Но вот ведь и эти целебные мысли, с которыми легче коротать многие бессонные ночи, были бессильны в этот день. И чем он был ярче и лучезарней, тем холоднее было в душе.
Весь этот год я читал запойно. Как Георгий Антонович, ничуть не меньше! Стал таким же наркоманом от чтения. Я решил проштудировать все скрижали, которые ученые судьи обрушивали на мою бедную голову. Я физически уставал от книг, но читал до рези в глазах, до беспамятства.
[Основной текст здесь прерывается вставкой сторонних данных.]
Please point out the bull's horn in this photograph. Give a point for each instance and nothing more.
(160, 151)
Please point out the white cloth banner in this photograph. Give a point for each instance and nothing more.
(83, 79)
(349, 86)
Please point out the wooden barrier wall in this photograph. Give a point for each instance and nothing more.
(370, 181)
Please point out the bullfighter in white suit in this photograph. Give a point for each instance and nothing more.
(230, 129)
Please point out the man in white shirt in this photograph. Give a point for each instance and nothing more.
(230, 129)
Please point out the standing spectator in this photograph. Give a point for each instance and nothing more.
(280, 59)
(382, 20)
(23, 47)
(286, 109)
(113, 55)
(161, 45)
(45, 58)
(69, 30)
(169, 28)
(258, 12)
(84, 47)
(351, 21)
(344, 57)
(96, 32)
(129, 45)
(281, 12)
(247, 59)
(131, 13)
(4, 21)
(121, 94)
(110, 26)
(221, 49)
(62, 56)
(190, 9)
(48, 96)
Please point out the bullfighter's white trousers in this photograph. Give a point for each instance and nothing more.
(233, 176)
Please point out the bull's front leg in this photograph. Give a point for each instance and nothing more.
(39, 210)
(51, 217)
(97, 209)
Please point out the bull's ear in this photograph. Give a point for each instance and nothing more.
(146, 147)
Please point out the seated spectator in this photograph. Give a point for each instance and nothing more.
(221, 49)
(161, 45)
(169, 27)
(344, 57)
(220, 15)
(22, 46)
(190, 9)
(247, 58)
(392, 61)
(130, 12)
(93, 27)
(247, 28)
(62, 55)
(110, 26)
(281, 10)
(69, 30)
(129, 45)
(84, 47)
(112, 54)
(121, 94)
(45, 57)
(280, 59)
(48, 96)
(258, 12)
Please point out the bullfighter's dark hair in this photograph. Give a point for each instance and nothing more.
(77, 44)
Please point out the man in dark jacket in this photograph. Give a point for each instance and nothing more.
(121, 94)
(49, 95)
Неожиданно я стал ощущать тяготение к формуле. Будь снисходительна! Долгое погружение в слово вряд ли может пройти бесследно. Иногда мне чудится, что все эти книги поселились во мне, беседуют, спорят, а я лишь слушаю, время от времени осмеливаясь подать свой голос. Существование наше — их и мое — проходит уже не поврозь, а слитно, словно бы я их в себя вобрал, иной раз мне кажется, что и они успели узнать меня и — отзываются.
Но даже из глубоких колодцев полной горстью не зачерпнешь. Стоишь на крутом пригорке над Цоном и видишь его в студеный февраль, когда старуха трижды на дню спускается к проруби и ползет обратно, единоборствуя с гололедом, силясь не расплескать ведра́. (Помнишь то место у Аввакума — «Кольско гораздо!»? Беда, как скользко!) «Семь раз упанешь, назад поедешь, на восьмой — расшибешься, потом отряхнешься да на девятый, глядишь, и взлезешь…» А я к ней ездил когда за лаской, когда согреться ее любованием, в этот раз за утешеньем прибыл. Она и утешила. «Пужаться неча…» Это о н а м е н я жалела! Значит, я конченый человек.
Нищих недаром не уважали, даже сочувствуя их убожеству. Они не молились, они вымаливали. «Не христа ради, а ста ради» — так? Жалобщик корыстен не меньше. Участие для него подаяние, вовсе не укрепление духа. Теперь я понял: песенка спета. И нотки не осталось в запасе.
Должно быть, мы гибнем от ненасытности. Ведь, если подумать, судьба сложилась так пышно, как даже мечтать не смел сирота из Мценска, орловский парень. Откуда ж всегдашняя неудовлетворенность, вечный осадок: не то, не так. Все мы, кого называют «художниками» (довольно напыщенное слово), устроены на особый манер: нам меду, так уж и ложкой.